Tredici ottobre embrione di pace
Bandiera della pace

Il 13 ottobre segna un fragile inizio di pace in Medio Oriente

Un giorno felice. Sì, il 13 ottobre è un giorno luminoso, perché gli ostaggi, che non erano stati assassinati dai loro carcerieri sono tornati alla libertà, a casa ad abbracciare i loro cari, da un lato; mentre dall’altro, tanti detenuti e prigionieri sono stati scarcerati per tornare alla vita, ai loro affetti o all’esilio. E le armi hanno smesso di tuonare. Ma il 13 ottobre non è scoppiata la pace di cui parla nei suoi versi (Verrà un Giorno) Jorge Carrera Andrade, non è stato quel giorno più puro degli altri, in cui scoppierà la pace sulla terra come un sole di cristallo. È stato un giorno di compromessi ma di grande, felicità perché le armi hanno taciuto, anche se non del tutto. Ma questa, pace calata dall’alto, nelle parole dei leader delle opposte parti ha tanto la valenza e la sostanza di una tregua armata. Dal pulpito dei vincitori si è lodata la forza delle armi e il loro potere deterrente e dissuasivo, dalla opposta sponda di chi non ha vinto sul campo ma ha trionfato sul fronte della comunicazione, con il macabro gioco del computo delle vittime, sono cominciati i regolamenti di conti intestini, con nuova violenza e nuove morti.

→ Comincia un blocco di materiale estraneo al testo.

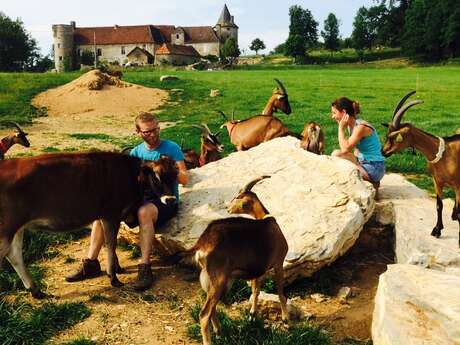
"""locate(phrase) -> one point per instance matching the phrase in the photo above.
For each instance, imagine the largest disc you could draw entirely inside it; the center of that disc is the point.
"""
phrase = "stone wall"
(112, 53)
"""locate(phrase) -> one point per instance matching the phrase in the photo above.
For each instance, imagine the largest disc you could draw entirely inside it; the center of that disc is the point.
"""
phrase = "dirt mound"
(96, 94)
(96, 80)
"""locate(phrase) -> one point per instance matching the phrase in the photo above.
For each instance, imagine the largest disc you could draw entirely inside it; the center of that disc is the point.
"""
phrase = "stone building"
(115, 43)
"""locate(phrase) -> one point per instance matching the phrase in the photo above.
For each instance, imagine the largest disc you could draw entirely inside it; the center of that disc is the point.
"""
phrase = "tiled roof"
(114, 35)
(174, 49)
(143, 51)
(158, 34)
(200, 34)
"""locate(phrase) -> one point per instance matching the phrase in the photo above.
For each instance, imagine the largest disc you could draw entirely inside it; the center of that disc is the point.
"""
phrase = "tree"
(303, 33)
(279, 49)
(295, 47)
(303, 24)
(331, 33)
(230, 50)
(17, 49)
(257, 45)
(362, 36)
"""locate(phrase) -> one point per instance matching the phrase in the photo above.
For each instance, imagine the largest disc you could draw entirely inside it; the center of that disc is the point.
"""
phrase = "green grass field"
(311, 90)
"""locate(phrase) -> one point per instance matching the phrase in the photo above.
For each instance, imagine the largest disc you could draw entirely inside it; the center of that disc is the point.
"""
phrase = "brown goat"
(239, 247)
(17, 138)
(312, 138)
(258, 129)
(442, 154)
(210, 148)
(278, 100)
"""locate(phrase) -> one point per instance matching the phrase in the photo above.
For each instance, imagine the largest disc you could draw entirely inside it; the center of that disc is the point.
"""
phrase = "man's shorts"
(375, 170)
(165, 213)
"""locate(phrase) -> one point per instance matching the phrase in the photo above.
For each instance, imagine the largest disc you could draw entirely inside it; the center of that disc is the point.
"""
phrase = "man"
(150, 215)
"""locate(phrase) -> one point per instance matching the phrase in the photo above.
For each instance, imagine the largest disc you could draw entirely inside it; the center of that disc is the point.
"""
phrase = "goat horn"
(280, 84)
(398, 116)
(223, 114)
(202, 129)
(252, 183)
(401, 102)
(15, 124)
(207, 128)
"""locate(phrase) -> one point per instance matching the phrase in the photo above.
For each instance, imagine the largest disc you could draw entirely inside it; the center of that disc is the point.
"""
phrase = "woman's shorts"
(375, 170)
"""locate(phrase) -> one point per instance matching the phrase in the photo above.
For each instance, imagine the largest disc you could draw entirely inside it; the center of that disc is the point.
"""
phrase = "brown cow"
(67, 191)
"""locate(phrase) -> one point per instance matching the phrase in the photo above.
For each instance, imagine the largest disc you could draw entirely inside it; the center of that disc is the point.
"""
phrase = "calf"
(239, 248)
(66, 191)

Questo è l’embrione della pace contro cui da subito tanti hanno cominciato a rinfocolare le ceneri degli antichi rancori con la speranza mal celata che la fiamma della guerra si riattizzi. La felicità di questi giorni ha anche il nutrimento della saggezza popolare, che si esprime nel motto “Di poco si vive, di niente si muore”. Più di questa speranza gli accordi di Sharm el-Sheikh non potevano darci. E c’è voluto tutto l’impegno del presidente Usa, Donald Trump, che è riuscito a coinvolgere e ottenere il suffragio da tutti leader musulmani moderati della regione, oltreché dagli alleati Egitto, Qatar e Turchia. In tanti per chiudere questo capitolo straziante della storia del Medio Oriente. Significativamente non erano presenti i diretti contendenti: Benjamin Netanyahu, perché, a suo dire, impegnato nella celebrazione della festa religiosa di Simchat Torah (il dono della Torà), o forse secondo alcuni per evitare incontri, in questo momento inopportuni. Egualmente per l’altra parte mancava un leader veramente rappresentativo. È noto che ormai la presenza di Abu Mazen, presidente dell’Autorità nazionale palestinese, non è certamente rappresentativo della gente che sta tornado nella Striscia di Gaza in questi giorni, perché vuole continuare a viverci. È moralmente deprecabile che questa gente possa essere rappresentata da Hamas, che li ha utilizzati impietosamente come scudi umani e li ha pure taglieggiati rivendendo loro, a borsa nera, i generi di sostentamento inviati dalla comunità internazionale.

Egualmente, nel rispetto del diritto internazionale e delle connesse esigenze di sicurezza, Hamas, come gruppo terroristico, ancora armato, non può candidarsi alla guida del futuro Stato di Palestina, quando sarà costituito sul piano organizzativo, amministrativo e politico. Tutto questo rende evidente come per i gazawi i vari riconoscimenti dello Stato virtuale di Palestina proclamati dai capi di Stato esteri, l’opera dei volenterosi della flottiglia e ancor più dei violenti delle manifestazioni di piazza siano stati di nessun giovamento. Ma questa è un’altra storia. Ora occorre necessariamente saper guardare al futuro e con grande impegno costruire la pace. Forse occorreranno generazioni, la Torah ci insegna che gli Ebrei liberati dalla schiavitù del faraone vagarono quarant’anni nel deserto per decontaminarsi dalle seduzioni del paganesimo e del vivere all’ombra delle divinità delle piramidi. Oggi quarant’anni forse sono anche pochi per depurarsi dal vissuto di violenza e di odio. In capo a ogni cosa è necessario affinché dal piccolo seme della pace nasca il grande albero della convivenza civile che non riappaiano per le vie del mondo coloro che Wislawa Szyborska, nei versi di conclusivi di una delle sue poesie (Gli Attentatori) descrive come coloro che “la sera guardano la luna e le stelle, si mettono gli auricolari con musica in sordina e dormono saporitamente fino all’alba – purché ciò che hanno in mente non si debba far di notte.”

L’embrione della pace è sorto il 13 ottobre, ora bisogna sperare e pregare che nessun malvagio nemico delle umanità metta le mani nella culla e poi le tragga grondanti di sangue.